Now, I considered the Jet Ski a slam dunk; I didn’t even have to write down where to buy one as I could hardly avoid tripping over them when my wife and I wandered through the stores these past weeks. But today, not a Jet Ski to be had. Anywhere.

Really, how could you NOT want one of these?

And that Romantic Getaway to Lego Land I had seen advertised? Also gone and nowhere to be found. So I returned home, defeated and—uncharacteristically—empty handed.

Legoland, every woman's dream romantic destination.

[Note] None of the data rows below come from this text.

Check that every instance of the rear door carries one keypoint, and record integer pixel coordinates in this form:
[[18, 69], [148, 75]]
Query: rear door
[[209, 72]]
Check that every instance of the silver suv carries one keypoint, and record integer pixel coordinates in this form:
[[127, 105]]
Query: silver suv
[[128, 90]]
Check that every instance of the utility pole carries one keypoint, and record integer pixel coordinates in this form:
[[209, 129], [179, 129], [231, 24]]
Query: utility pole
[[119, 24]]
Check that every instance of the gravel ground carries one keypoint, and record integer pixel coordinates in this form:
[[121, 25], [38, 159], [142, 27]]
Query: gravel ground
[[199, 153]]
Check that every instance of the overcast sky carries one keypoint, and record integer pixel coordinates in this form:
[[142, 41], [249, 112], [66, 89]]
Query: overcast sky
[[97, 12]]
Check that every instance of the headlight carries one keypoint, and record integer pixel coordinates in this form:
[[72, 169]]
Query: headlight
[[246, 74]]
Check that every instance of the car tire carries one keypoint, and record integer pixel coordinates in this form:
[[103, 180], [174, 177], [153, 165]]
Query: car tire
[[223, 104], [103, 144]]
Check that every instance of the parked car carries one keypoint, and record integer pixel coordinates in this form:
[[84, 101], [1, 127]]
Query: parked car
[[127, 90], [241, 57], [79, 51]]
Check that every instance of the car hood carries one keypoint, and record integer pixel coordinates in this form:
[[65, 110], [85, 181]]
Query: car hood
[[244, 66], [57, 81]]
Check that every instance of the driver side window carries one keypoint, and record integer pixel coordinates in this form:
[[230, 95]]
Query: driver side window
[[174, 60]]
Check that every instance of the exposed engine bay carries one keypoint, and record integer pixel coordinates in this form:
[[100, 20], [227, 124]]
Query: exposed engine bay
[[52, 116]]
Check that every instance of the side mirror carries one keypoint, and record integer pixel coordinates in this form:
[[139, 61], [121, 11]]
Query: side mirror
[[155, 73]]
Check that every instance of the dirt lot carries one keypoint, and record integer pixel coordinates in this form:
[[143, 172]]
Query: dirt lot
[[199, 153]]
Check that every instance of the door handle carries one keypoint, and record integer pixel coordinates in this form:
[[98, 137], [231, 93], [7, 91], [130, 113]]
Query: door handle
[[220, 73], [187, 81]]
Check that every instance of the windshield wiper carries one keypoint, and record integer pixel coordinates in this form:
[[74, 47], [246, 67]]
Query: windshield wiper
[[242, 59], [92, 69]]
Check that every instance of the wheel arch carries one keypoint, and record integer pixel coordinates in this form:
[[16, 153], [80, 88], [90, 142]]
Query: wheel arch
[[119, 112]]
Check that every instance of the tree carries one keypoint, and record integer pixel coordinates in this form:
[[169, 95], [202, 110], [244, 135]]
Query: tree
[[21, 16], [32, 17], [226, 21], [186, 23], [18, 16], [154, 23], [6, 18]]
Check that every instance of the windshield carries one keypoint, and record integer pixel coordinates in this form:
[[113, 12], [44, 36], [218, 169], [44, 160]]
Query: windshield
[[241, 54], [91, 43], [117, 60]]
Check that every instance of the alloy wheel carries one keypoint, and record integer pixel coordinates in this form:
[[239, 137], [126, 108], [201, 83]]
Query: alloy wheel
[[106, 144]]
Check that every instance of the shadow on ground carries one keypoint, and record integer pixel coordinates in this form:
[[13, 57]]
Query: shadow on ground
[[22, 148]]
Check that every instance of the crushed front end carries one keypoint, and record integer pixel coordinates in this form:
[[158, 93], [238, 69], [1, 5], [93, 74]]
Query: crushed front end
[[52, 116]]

So now I have less than 20 days to come up with alternative gifts, locate and acquire them and haul them back to the flat. But in a way, I’m looking forward to it. It will be a return to those bygone and carefree days when I embraced the holiday buzz instead of doing everything I can to contain and mitigate it. Nothing says “Merry Christmas” louder than the crushing stress of pending shopping that sits on your shoulders like an 800 pound gorilla. So maybe I should just go out at the last minute to elbow my way through the mall with other panicked shoppers, dodging between them to get at the last tea cozy or staple puller. What a great way to feel the true Christmas Spirit!

Yes, it’s time to embrace Christmas Fever and dive headlong into the swirling maelstrom of the holiday.

I just hope my wife likes the corkscrew.

Saturday, December 1, 2012

Day One

Today, as the cliché goes, is the first day of the rest of my life. I finished up my last day in the office yesterday, and as of this morning, I am a gentleman of leisure.

At this point I’m not really noticing anything different. I would have been off today, anyway. And on Tuesday—the actual first day that I don’t have to go into the office—it will probably just feel like a vacation.

And December itself was always going to be a relatively work-free month. My part-time schedule, coupled with judicious use of my remaining annual leave, meant I wasn’t going to be in the office for the final half of the month, anyway. (I feel strangely cheated by this; it’s hard to truly enjoy doing nothing unless you are, in some way, avoiding actual work.) The upshot is, my work week wouldn’t have settled back into a normal routine until after New Year’s Day, so I expect sometime in the middle of January, I’ll sit up, blink my eyes a few times and say out loud, “I really don’t have to go to work any more!”

Granted, this exalted status is sorta dependant on me making some money from my writing, and while that may seem like a tall order, I’m already pulling down a six-figure monthly income from my books, so I don’t think I have a lot to worry about. That is, unless you take into account that those six figures include the digits after the decimal point. And the decimal point itself. And the pound sign. (They are figures, after all.)

But we’ll leave that for another day; for now, I am simply amazed. I began work on 24 August 1973 at the Skyline Corporation just outside of Valatie, New York, making mobile homes, and ended up on 29 November 2012 at ROCC Computers LTD in West Sussex, UK, doing project management. And in between, I collected these:

That is every pay-check I have ever received in my entire working life.

Now, I do expect to add to this pile at some point in the future, and I hope to continue earning royalties, but for now, my actual career has come to an end and I’m looking forward to the next phase of my life: the one where I am either a productive and profitable writer, or a lay about in an ill-fitting track suit lounging around all day, drinking beer and watching daytime television.

I guess time will tell. (Now where did I put that old track suit?)